男の存在感は型できまる
私が住んでいる墨田区は、両国国技館の近くでもあり相撲部屋が、マクドナルドより多くあります(多分)。
春の時期になると、新しく部屋に入った新人が慣れない浴衣姿で朝の稽古通う姿を見かける。
坊主頭にあどけない顔は、少年の姿そのもの。そんな彼らが日に日に立派になってくる。
年齢的な成長や、考え方がしっかりするという事もあるだろうが、稽古によって作られる身体が少しずつ身に付き彼らの歩く姿が「らしく」なって行く変化に驚く。
地に足が付き、ぶれなくなってくる。
厳しいけ稽古で身体が出来上がっていくことも大きいが、型が徐々に身に付いてくることも身体と心に大きく影響を与える。
相撲はもちろん裸で戦うものだが、ボクシングのようなスポーツではなく興行的なものでもあり、興行であるなら見世物としての美しさが求められる。
様式美。
もし、勝敗を決めるだけのものならば、四股を踏んだり、塩をまいたり、水を付けたりはしないし、行司の装束は必要以上に物々しいく儀式そのものだ。
少し話はずれるが、宗教も劇場も嘘をつく場所は、飾り物でデコレーションされ、約束事がやけに多い。嘘を真実に見せるための演出が必要だからだ。
相撲が全て八百長とは言わないが、真剣勝負なのか興行なのかが問われるところでもあり、興行である以上、定期的に行わなければ存続が難しくなる。

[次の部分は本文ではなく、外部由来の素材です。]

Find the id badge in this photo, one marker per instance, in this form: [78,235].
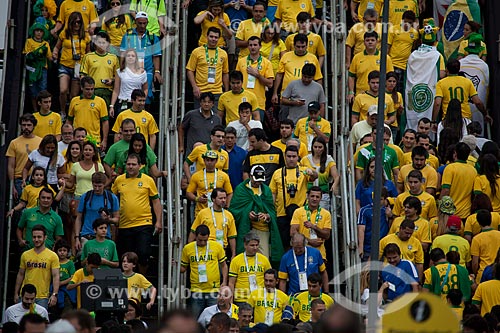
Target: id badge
[202,273]
[211,75]
[252,279]
[269,321]
[302,281]
[219,236]
[251,82]
[77,70]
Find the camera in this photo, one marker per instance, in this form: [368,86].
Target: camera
[292,190]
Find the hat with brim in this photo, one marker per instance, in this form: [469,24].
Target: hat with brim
[475,44]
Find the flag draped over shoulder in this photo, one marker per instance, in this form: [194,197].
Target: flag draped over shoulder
[422,74]
[242,203]
[458,13]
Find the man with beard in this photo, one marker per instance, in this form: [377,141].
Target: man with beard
[18,151]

いずれにしても、見世物、見られるものは型が身に付いていないと「型なし」となり面目丸潰れ、醜態を晒すとこになる。
型は習慣であり、ルールでもあり、姿でもある。
実は男のスーツはリラックスするためのものではなく、戦闘服「ON」の服でもあり、相撲取りが身に付ける型そのものではないかと思う。
その中でも、ショルダーラインの「肩崩れ」は男を貧相に見せる最悪のスーツスタイルだ。